On the first, McLaurin easily beat someone named Ken Webster, who fell trying to keep up. (Webster was a seventh-round pick of the Patriots this year and released at the end of preseason.) McLaurin accounted for 100 of the Redskins 166 receiving yards on four catches.

The no-name secondary the Dolphins fielded Sunday actually turned in a respectable performance, and held up despite the pass rush putting no pressure on Case Keenum all day.

“I think our defense played really phenomenal and we just didn’t pick up our stuff [on offense],” Davis said. “Whenever the defense holds them to 17 [points], I think we should definitely beat that team.”

A few days after being declared the starter for the remainder of the season, Josh Rosen took a 180-degree turn in his quest to prove he is capable.

Rough day for Rosen

Rosen’s 32.9 passer rating certainly screamed Tua can’t get here soon enough. He threw for only 85 yards on 15 completions in 25 attempts and two regrettable interceptions.

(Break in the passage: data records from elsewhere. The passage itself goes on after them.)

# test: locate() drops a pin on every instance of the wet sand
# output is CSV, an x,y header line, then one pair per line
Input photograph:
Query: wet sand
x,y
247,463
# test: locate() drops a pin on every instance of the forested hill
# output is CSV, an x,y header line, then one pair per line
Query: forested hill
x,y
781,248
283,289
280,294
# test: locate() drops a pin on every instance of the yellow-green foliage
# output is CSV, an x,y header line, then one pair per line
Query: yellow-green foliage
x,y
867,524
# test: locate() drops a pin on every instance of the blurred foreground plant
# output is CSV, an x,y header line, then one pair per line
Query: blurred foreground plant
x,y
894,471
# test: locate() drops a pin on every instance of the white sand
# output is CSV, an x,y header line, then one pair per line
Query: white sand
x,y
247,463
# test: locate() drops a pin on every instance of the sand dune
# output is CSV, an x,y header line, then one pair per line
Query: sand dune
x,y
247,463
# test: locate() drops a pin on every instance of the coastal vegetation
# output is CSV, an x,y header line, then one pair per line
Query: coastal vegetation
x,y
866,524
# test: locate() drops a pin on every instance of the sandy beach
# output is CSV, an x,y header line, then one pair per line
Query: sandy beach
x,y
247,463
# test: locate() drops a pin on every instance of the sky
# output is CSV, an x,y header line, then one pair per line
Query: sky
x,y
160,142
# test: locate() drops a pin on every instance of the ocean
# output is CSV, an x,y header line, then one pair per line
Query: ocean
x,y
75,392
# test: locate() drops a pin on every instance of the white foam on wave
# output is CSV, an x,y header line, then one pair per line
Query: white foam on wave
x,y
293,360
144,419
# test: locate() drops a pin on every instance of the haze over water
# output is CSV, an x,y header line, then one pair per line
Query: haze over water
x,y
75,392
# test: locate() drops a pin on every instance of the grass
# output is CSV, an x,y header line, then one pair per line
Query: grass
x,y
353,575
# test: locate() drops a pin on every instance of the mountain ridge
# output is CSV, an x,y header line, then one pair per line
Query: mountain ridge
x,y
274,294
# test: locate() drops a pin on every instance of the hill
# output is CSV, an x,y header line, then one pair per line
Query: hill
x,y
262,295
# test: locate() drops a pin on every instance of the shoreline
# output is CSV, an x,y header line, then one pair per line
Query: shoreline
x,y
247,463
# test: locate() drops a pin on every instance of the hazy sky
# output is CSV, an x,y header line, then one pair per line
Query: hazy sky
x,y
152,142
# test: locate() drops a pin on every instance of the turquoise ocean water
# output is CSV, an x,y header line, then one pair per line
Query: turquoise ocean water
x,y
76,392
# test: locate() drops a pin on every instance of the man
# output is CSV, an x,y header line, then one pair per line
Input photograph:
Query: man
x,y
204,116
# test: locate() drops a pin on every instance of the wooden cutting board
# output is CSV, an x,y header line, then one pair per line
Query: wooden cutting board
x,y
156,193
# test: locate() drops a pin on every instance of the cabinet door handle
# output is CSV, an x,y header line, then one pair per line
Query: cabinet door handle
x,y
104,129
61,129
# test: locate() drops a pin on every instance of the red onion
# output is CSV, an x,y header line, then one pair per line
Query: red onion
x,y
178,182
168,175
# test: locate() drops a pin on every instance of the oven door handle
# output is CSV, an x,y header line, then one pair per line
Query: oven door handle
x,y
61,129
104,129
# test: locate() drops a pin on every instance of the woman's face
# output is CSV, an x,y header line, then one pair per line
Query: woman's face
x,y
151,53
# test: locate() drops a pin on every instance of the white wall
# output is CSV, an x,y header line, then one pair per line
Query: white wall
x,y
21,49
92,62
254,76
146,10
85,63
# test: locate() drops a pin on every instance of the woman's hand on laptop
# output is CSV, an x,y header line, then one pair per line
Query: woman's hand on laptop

He was often under heavy pressure, particularly in the first half. But the two interceptions were all on Rosen. He shouldn’t have attempted either throw. He had time and simply made bad decisions throwing to receivers who were covered.

The main thing the remaining games will reveal is which players may have value for the future. On defense, linebacker Raekwon McMillan continues to do a solid job as a run stopped. He had five solo tackles and four assists Sunday.

Former University of Miami running back Mark Walton got his first start and averaged 5.3 yards rushing (six carries for 32 yards) and added 43 yards receiving on five catches.

Second-year tight end Mike Gesicki is becoming more of a factor in the passing game. The 2018 second-round pick made a terrific catch over the middle for 30 yards that got the final touchdown drive going.

Then there’s Fitzpatrick, who was huddled with Marino in the locker room after the game. If the Dolphins aren’t careful, old FitzMagic just might put the kibosh on this whole #tankovailoa strategy.